GLM for t-tests and ANOVAs

PSM 2

Bennett Kleinberg

29 Jan 2019

Welcome

Probability, Statistics & Modeling II

Lecture 4

The GLM for group mean comparisons

About the module

7.5 ECTS (0.5 UCL credits)
= 150 learning hours
= 11 weeks with 14 hours per week
3 contact-hours per week
–> 11 hours self-study per week

Expected self-study

Revise the lecture (your responsibility)
Replicate the code/examples
Read the required literature (read, annotate, summarise)
Read additional literature if necessary
Design own code examples to understand the concept
If still unclear: post it on Moodle or ask us

What question do you have?

Brief recap logistic regression

problem of linear models for discrete/binary outcome variables
needed: transformation of the outcome variable

From …

… to:

Re-transform for the interpretation!

remember: we model the log-odds
so: un-log the natural logarithm
then: use the odds, or transform to probabilities

Your turn

Linear model
- income ~ age
- intercept = 10,0000
- b1 = 5,000

Your turn

Linear model
- income ~ age*gender
- intercept = 10,0000
- b1 (age) = 4,000
- b2 (gender, 0 = female, 1 = male) = 12,000
- b3 (age*gender) = 2,000

Your turn

Logistic model
- failed ~ hours_spent
- intercept = -4.50
- b1 = 0.60

Today

Mean comparison
- t-tests
- ANOVA
- GLM implementation

Mean comparisons

Numerical values

Mean:

## Analyst Manager 
##   82.92  101.02

SD:

##  Analyst  Manager 
## 18.11735 27.84028

Is fraud by managers more damaging than fraud by analysts?

Non-statistical answer

Yes, because:

## Analyst Manager 
##   82.92  101.02

And: Manager > Analyst

Why is this problematic?

Inferential statistics

Sample –> Population
infere parameters of the population
from a sample (of that population)

All data stem from distributions

Comparison of 2 groups

Are the means of the groups statistically significantly different?
Different phrasing: do the samples stem from different distributions?
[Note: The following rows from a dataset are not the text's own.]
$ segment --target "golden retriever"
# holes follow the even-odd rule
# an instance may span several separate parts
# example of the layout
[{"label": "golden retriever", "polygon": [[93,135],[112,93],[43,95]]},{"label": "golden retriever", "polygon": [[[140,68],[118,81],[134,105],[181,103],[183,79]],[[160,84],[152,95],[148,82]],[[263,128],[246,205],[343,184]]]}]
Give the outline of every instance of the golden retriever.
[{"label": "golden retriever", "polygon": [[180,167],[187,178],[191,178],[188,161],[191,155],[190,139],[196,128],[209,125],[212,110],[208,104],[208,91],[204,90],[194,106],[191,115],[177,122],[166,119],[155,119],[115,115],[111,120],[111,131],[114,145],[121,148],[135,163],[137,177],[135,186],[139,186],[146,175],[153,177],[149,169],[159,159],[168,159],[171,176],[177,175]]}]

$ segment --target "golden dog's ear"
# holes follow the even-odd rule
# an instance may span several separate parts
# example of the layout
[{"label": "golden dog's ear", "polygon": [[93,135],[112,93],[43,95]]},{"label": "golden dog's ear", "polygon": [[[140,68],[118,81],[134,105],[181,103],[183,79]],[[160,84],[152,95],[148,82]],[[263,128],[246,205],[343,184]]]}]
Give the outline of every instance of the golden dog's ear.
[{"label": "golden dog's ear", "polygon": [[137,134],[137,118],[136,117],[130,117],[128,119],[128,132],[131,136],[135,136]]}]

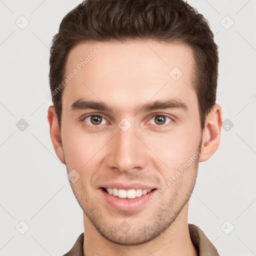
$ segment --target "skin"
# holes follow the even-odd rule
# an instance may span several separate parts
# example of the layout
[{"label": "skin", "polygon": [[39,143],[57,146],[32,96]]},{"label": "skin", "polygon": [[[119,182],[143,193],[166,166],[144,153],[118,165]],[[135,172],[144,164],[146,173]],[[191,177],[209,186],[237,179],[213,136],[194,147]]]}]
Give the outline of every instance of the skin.
[{"label": "skin", "polygon": [[[188,200],[199,161],[208,160],[218,146],[220,106],[214,106],[202,131],[188,46],[140,40],[83,42],[70,52],[66,74],[95,48],[98,54],[64,88],[61,132],[54,108],[48,110],[55,152],[68,172],[74,169],[80,175],[70,185],[84,212],[84,255],[196,255],[188,232]],[[183,73],[176,81],[169,75],[174,67]],[[72,110],[79,99],[105,102],[112,111]],[[186,109],[138,111],[166,100],[178,100]],[[100,115],[102,122],[90,122],[85,118],[90,114]],[[158,122],[155,117],[163,115],[166,122],[164,118]],[[118,126],[124,118],[132,124],[126,132]],[[113,208],[102,196],[100,187],[108,182],[136,182],[160,189],[200,150],[200,160],[154,202],[127,212]],[[126,234],[118,229],[124,221],[130,227]]]}]

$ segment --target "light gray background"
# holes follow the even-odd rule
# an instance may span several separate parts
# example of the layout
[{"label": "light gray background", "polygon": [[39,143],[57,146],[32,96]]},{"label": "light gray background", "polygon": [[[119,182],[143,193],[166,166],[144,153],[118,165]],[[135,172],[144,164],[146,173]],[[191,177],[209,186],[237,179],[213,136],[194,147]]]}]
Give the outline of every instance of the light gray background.
[{"label": "light gray background", "polygon": [[[84,232],[82,212],[55,154],[46,115],[51,40],[80,2],[0,1],[2,256],[61,256]],[[189,222],[203,230],[222,256],[256,255],[256,1],[188,2],[208,20],[220,46],[217,102],[229,122],[216,153],[200,164]],[[26,24],[22,16],[30,22],[24,30],[16,24]],[[29,124],[24,131],[16,126],[21,118]],[[29,226],[24,234],[18,231],[25,230],[22,220]]]}]

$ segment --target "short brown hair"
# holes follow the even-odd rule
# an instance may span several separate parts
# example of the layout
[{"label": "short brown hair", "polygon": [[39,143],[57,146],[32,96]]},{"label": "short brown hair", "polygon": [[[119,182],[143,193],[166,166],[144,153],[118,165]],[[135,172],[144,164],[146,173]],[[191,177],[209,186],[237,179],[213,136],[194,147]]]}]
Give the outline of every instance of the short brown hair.
[{"label": "short brown hair", "polygon": [[64,17],[53,38],[50,58],[50,84],[60,126],[63,89],[52,92],[63,81],[70,50],[82,42],[136,39],[180,42],[192,48],[204,128],[216,100],[218,46],[207,20],[182,0],[86,0]]}]

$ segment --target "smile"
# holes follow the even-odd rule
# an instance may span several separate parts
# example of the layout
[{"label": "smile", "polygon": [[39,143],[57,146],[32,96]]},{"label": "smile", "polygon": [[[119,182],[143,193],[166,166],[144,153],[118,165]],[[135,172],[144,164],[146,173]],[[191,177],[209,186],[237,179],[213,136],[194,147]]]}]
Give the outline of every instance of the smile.
[{"label": "smile", "polygon": [[140,198],[150,193],[154,190],[142,190],[142,188],[132,189],[129,190],[121,188],[103,188],[109,194],[122,198],[132,199]]}]

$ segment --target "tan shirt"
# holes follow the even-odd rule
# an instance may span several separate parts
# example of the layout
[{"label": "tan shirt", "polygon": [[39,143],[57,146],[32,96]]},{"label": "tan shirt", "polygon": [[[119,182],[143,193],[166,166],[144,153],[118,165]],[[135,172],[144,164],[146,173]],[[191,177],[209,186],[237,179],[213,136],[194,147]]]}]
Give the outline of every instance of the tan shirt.
[{"label": "tan shirt", "polygon": [[[204,232],[196,225],[188,224],[192,243],[198,256],[220,256],[217,250]],[[63,256],[84,256],[84,233],[78,238],[72,248]]]}]

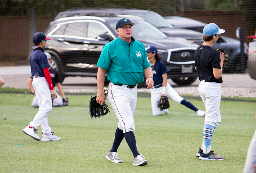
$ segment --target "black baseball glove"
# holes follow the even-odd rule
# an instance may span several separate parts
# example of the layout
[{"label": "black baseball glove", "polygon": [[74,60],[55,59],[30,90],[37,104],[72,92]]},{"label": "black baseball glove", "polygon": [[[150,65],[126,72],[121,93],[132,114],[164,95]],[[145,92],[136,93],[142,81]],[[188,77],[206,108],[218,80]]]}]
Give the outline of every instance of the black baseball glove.
[{"label": "black baseball glove", "polygon": [[103,117],[109,112],[108,107],[105,102],[103,102],[102,106],[97,103],[96,101],[96,97],[95,96],[91,98],[89,113],[90,114],[91,118],[93,117],[95,118],[97,117],[100,118],[101,116]]},{"label": "black baseball glove", "polygon": [[225,57],[225,59],[224,60],[224,62],[223,62],[223,66],[222,66],[222,69],[223,69],[223,68],[225,67],[226,65],[227,65],[227,62],[228,62],[228,55],[227,52],[226,52],[226,51],[225,51],[225,50],[223,49],[218,49],[216,50],[220,54],[220,52],[223,52],[223,54],[224,54],[224,57]]},{"label": "black baseball glove", "polygon": [[68,98],[67,97],[64,97],[62,99],[62,102],[63,102],[63,106],[67,106],[68,105],[69,102],[69,100],[68,100]]},{"label": "black baseball glove", "polygon": [[157,106],[162,109],[165,109],[170,107],[169,101],[166,96],[161,96],[160,100],[158,101]]}]

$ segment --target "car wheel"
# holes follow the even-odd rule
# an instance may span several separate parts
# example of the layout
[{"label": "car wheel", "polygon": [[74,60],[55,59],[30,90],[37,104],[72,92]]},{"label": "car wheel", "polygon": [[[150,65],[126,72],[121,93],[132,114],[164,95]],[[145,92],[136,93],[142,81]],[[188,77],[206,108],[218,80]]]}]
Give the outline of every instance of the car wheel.
[{"label": "car wheel", "polygon": [[197,76],[180,77],[172,79],[174,83],[179,85],[186,85],[191,84],[197,79]]},{"label": "car wheel", "polygon": [[52,62],[50,64],[51,68],[55,69],[58,72],[59,77],[60,78],[60,83],[61,83],[64,80],[65,76],[63,72],[61,61],[60,57],[58,54],[53,51],[45,52],[49,53],[52,56]]}]

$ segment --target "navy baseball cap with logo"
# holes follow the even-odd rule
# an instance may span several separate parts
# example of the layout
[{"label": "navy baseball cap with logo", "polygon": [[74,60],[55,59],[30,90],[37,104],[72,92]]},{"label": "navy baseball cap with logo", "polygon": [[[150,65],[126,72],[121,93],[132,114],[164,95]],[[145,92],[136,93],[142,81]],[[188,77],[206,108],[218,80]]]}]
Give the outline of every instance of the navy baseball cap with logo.
[{"label": "navy baseball cap with logo", "polygon": [[212,36],[216,34],[222,34],[225,32],[224,29],[219,29],[217,25],[211,23],[204,28],[203,34],[206,36]]},{"label": "navy baseball cap with logo", "polygon": [[146,51],[149,52],[152,52],[152,53],[156,53],[157,54],[157,48],[156,47],[154,46],[148,46],[146,49]]},{"label": "navy baseball cap with logo", "polygon": [[33,35],[33,43],[38,43],[41,41],[52,40],[52,39],[47,38],[42,32],[36,32]]},{"label": "navy baseball cap with logo", "polygon": [[118,21],[116,25],[116,29],[117,29],[120,27],[122,27],[125,25],[129,24],[132,26],[134,25],[134,23],[132,23],[131,20],[127,18],[123,18]]}]

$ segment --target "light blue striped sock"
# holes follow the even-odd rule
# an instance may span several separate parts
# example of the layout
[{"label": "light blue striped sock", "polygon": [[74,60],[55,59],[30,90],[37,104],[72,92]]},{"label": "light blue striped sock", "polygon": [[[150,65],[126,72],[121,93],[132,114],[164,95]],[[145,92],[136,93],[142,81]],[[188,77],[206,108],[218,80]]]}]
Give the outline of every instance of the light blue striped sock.
[{"label": "light blue striped sock", "polygon": [[205,124],[204,127],[204,130],[203,132],[203,136],[204,137],[204,142],[203,143],[203,152],[207,154],[211,151],[211,144],[212,143],[212,139],[215,128],[208,124]]}]

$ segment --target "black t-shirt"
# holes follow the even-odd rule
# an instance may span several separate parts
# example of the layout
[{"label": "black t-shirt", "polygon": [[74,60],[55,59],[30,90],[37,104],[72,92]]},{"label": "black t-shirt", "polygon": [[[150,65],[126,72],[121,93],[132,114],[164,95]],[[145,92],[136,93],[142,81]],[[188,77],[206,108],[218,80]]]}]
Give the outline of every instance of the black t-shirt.
[{"label": "black t-shirt", "polygon": [[[52,77],[52,84],[53,85],[53,87],[54,87],[56,85],[55,83],[60,82],[60,80],[59,77],[59,74],[56,70],[52,68],[50,68],[49,70],[49,72],[50,73],[51,77]],[[30,76],[30,78],[33,79],[33,76]]]},{"label": "black t-shirt", "polygon": [[161,60],[156,60],[154,66],[152,66],[153,77],[154,78],[154,86],[163,83],[162,75],[168,72],[164,63]]},{"label": "black t-shirt", "polygon": [[196,67],[200,81],[222,83],[222,77],[217,79],[213,75],[213,68],[221,69],[219,53],[208,46],[201,46],[196,50],[195,55]]}]

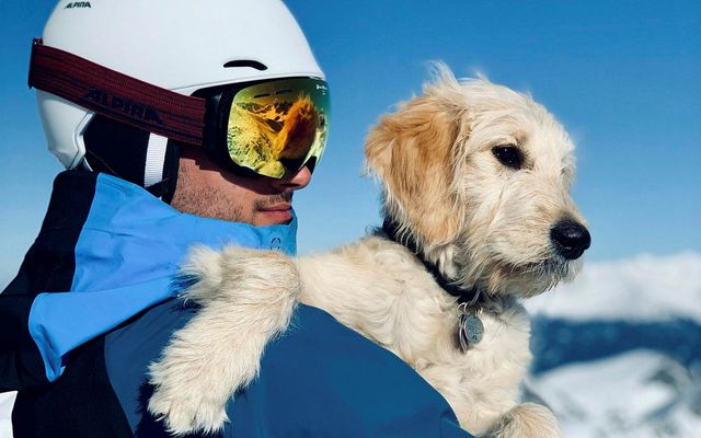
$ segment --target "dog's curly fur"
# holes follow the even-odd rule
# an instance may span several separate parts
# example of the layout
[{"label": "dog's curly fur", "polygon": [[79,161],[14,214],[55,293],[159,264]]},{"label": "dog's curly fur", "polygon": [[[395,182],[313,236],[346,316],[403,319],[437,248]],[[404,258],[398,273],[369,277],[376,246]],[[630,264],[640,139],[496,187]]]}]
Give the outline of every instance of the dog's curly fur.
[{"label": "dog's curly fur", "polygon": [[[495,147],[517,148],[502,163]],[[456,346],[457,299],[416,254],[381,231],[331,253],[199,249],[186,274],[204,306],[151,366],[149,411],[179,434],[216,430],[225,405],[258,371],[265,344],[296,302],[322,308],[393,351],[438,390],[460,425],[489,437],[559,437],[540,405],[519,404],[531,354],[520,298],[568,280],[581,261],[559,255],[551,229],[584,223],[570,197],[574,146],[530,96],[486,79],[458,81],[443,66],[424,94],[382,117],[366,143],[384,212],[440,274],[482,291],[484,337]]]}]

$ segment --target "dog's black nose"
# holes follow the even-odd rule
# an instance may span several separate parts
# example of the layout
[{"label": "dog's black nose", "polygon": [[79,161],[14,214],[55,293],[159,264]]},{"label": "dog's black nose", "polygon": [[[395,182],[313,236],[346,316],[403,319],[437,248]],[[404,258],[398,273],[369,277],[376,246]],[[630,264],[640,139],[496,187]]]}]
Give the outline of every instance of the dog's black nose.
[{"label": "dog's black nose", "polygon": [[550,240],[558,254],[566,260],[576,260],[591,244],[591,237],[586,228],[571,220],[555,223],[550,230]]}]

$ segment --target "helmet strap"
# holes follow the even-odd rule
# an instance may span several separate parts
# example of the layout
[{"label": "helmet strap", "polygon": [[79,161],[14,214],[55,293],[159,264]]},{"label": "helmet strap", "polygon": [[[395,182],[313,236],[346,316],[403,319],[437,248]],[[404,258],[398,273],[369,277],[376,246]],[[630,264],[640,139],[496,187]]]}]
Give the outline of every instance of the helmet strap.
[{"label": "helmet strap", "polygon": [[200,146],[205,100],[131,78],[34,39],[28,85],[89,111],[189,145]]}]

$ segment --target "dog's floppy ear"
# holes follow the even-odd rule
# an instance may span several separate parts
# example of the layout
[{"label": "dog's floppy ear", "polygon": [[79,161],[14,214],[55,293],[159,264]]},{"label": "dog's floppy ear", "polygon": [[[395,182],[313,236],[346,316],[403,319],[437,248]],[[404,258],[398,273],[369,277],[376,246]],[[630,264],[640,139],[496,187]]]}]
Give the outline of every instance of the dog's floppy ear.
[{"label": "dog's floppy ear", "polygon": [[422,245],[449,242],[463,218],[452,191],[459,131],[457,112],[427,93],[383,116],[366,141],[368,170],[384,184],[386,215]]}]

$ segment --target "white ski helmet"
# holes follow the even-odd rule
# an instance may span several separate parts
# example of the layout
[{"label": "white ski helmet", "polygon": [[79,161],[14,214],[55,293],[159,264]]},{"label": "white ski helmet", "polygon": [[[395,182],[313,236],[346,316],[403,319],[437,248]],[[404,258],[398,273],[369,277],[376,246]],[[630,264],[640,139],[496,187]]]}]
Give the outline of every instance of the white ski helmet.
[{"label": "white ski helmet", "polygon": [[[230,83],[324,78],[280,0],[60,0],[43,41],[185,95]],[[94,113],[39,90],[37,103],[48,149],[67,169],[90,169],[83,132]]]}]

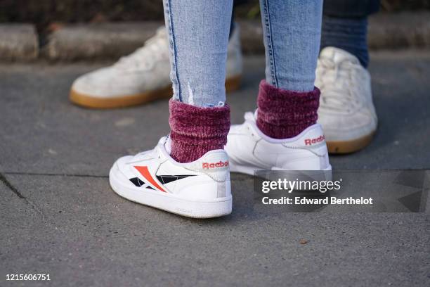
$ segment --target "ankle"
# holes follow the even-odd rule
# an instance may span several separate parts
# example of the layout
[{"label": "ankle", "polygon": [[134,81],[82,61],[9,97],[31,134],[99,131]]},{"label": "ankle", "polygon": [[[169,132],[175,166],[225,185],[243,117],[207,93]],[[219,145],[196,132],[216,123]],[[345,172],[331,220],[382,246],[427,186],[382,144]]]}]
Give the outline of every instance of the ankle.
[{"label": "ankle", "polygon": [[169,107],[171,156],[175,160],[190,162],[209,151],[224,148],[230,129],[228,105],[202,108],[171,99]]},{"label": "ankle", "polygon": [[318,119],[320,90],[308,92],[283,90],[262,80],[257,98],[256,125],[273,139],[294,137]]}]

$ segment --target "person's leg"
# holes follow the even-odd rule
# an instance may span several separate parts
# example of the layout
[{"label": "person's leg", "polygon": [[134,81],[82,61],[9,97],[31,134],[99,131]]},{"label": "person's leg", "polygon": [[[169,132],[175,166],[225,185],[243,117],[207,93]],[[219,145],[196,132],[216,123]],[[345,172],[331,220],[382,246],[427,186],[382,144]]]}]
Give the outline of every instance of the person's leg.
[{"label": "person's leg", "polygon": [[200,107],[226,101],[233,0],[164,0],[174,98]]},{"label": "person's leg", "polygon": [[261,0],[266,81],[260,85],[257,125],[266,135],[294,136],[316,122],[314,87],[322,3]]},{"label": "person's leg", "polygon": [[321,49],[333,46],[346,51],[367,68],[367,16],[377,12],[379,7],[379,0],[325,0]]},{"label": "person's leg", "polygon": [[379,7],[379,0],[324,1],[315,84],[321,90],[318,122],[332,153],[364,148],[377,129],[366,35],[367,16]]},{"label": "person's leg", "polygon": [[[266,79],[256,113],[232,126],[226,151],[232,172],[331,171],[314,87],[322,3],[261,0]],[[324,174],[330,176],[330,174]]]},{"label": "person's leg", "polygon": [[117,193],[191,217],[231,212],[226,58],[232,0],[164,0],[174,98],[171,133],[148,152],[119,158]]},{"label": "person's leg", "polygon": [[232,0],[164,0],[171,51],[171,156],[191,162],[222,149],[230,125],[226,60]]}]

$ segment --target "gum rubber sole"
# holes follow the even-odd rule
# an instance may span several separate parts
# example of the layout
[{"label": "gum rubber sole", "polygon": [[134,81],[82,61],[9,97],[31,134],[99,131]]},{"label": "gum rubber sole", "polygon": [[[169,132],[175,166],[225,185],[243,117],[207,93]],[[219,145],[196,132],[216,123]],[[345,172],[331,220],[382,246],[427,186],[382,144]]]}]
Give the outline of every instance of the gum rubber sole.
[{"label": "gum rubber sole", "polygon": [[366,147],[373,139],[374,132],[367,136],[346,141],[327,141],[329,153],[351,153]]},{"label": "gum rubber sole", "polygon": [[[226,91],[233,91],[239,89],[240,79],[240,75],[227,79],[226,80]],[[86,108],[115,108],[142,105],[152,101],[167,98],[171,97],[172,94],[171,86],[169,86],[159,90],[150,91],[136,95],[122,96],[115,98],[98,98],[79,93],[72,89],[69,98],[72,103]]]}]

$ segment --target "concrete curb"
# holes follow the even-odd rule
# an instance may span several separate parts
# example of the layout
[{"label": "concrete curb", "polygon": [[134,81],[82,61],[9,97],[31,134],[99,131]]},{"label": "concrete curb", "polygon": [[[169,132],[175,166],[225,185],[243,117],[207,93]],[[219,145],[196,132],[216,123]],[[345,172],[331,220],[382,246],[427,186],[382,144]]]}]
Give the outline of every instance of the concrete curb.
[{"label": "concrete curb", "polygon": [[39,42],[31,24],[0,24],[0,60],[31,60],[39,56]]},{"label": "concrete curb", "polygon": [[[264,53],[259,20],[239,20],[245,53]],[[141,46],[164,22],[67,25],[52,32],[41,56],[51,60],[115,59]],[[430,49],[430,12],[377,14],[370,18],[371,49]],[[37,37],[30,25],[0,25],[0,60],[34,59]]]},{"label": "concrete curb", "polygon": [[117,58],[142,46],[162,24],[141,22],[67,25],[49,35],[42,53],[50,60]]}]

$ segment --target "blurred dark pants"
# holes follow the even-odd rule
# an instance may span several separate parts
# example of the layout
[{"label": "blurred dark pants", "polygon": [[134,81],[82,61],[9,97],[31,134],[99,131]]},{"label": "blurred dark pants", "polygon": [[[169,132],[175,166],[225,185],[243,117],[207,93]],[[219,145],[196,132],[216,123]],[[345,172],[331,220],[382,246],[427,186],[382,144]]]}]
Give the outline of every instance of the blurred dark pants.
[{"label": "blurred dark pants", "polygon": [[365,18],[379,10],[379,0],[324,0],[322,9],[329,17]]}]

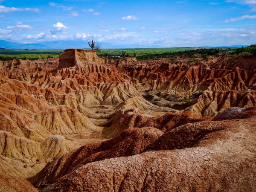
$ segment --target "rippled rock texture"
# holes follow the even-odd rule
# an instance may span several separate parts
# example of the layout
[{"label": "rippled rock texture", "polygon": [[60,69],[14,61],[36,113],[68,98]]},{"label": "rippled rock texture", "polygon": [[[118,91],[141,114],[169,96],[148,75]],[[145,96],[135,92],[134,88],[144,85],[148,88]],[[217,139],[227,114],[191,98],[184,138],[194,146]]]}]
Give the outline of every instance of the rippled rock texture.
[{"label": "rippled rock texture", "polygon": [[253,55],[0,61],[0,190],[254,191],[256,105]]}]

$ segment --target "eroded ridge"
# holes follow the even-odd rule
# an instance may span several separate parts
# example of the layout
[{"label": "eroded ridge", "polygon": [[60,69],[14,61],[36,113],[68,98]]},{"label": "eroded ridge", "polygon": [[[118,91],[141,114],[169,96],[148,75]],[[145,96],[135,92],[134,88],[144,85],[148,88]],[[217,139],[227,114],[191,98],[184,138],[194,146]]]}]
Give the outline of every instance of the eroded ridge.
[{"label": "eroded ridge", "polygon": [[256,67],[253,55],[188,64],[75,49],[0,61],[0,172],[50,191],[253,189]]}]

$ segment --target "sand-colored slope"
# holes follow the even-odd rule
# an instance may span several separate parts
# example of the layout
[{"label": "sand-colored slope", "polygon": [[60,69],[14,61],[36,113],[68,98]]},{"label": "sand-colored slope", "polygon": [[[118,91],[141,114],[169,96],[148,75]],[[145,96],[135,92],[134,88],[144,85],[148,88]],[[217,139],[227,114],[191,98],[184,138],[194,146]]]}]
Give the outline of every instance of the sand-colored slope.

Do the samples stem from different distributions?

decision criterion needed
problem: there is always some overlap
wanted: a threshold that we deem practically irrelevant in overlap

Hypothesis testing

Null hypothesis: there is no differece (i.e. Managers == Analysts)
Alternative hypothesis: there is a difference (e.g. Managers > Analysts)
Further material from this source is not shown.